A chart of the price WTI crude oil and the S&P 500 from January 2010 to January 2015

Both investments track upwards for the first four years (with crude oil having a rockier ride).

As you can see, something drastic happens during the latter half of 2014. WTI crude rapidly falls in price as a result of Saudi Arabia flooding the market with crude.

Download Excel Spreadsheet to Calculate Rolling Correlation Coefficient of Two Assets


4 thoughts on “Calculating the Correlation Between the S&P 500 and Crude Oil

  1. assuming your data series are in Column A and B, and start in row 2, why didn’t you just do something like the following, and drag it down:


  2. The periodicity of the correlation is interesting.
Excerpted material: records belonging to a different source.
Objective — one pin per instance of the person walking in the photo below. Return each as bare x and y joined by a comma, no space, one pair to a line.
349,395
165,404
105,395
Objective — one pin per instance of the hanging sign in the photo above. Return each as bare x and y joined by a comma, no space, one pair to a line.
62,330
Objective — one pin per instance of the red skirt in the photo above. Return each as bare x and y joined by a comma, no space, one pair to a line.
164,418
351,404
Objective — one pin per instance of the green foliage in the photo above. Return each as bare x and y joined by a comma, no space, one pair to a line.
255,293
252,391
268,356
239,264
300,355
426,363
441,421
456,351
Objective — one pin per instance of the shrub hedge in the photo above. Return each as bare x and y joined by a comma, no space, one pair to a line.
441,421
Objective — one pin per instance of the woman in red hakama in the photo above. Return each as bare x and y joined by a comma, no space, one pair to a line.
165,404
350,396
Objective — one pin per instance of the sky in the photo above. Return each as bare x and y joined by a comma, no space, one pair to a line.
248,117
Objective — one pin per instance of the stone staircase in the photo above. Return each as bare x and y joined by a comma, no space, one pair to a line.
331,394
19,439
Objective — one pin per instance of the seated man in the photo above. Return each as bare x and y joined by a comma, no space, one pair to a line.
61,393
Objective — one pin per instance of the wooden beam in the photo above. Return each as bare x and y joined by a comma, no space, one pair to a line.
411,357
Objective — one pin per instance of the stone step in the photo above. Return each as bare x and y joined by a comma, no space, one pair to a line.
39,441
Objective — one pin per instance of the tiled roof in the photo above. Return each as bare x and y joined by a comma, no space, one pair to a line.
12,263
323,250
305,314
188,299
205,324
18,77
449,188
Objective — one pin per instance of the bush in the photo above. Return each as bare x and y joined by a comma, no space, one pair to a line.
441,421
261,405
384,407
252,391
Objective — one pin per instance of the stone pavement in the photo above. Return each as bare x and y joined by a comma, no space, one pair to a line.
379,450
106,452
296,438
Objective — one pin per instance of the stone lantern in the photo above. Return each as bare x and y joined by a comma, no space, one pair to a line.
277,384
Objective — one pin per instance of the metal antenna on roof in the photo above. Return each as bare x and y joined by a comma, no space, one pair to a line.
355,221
Is is approximately the same as the period chosen for the moving average. This holds if you use a 30,60,90 or 120 items in the moving average data . I think this relates to the long term correlation of .25 which pretty much says these two data sets are not correlated. Ie the day to day change in the differences is pretty much random. In which case you would expect the correlation of the small moving average data sets to vary at random from a nice close correlation to no correlation to a negative correlation. As each successive data set only changes by two values – one added and one removed – the correlation cannot chance too dramatically from one day to the next, but the wild oscillations of the 30 day moving average do show the “correlation” changing rapidly again hinting at the distinct lack of correlation between these data sets.

    Nice thought though.

  3. Even averaging over a year there are 4 distinct peaks one for each year we have rolling data for. Mind you from 2010 to 2013 you saw a nice enough correlation in the region of 90% for a lot of the time.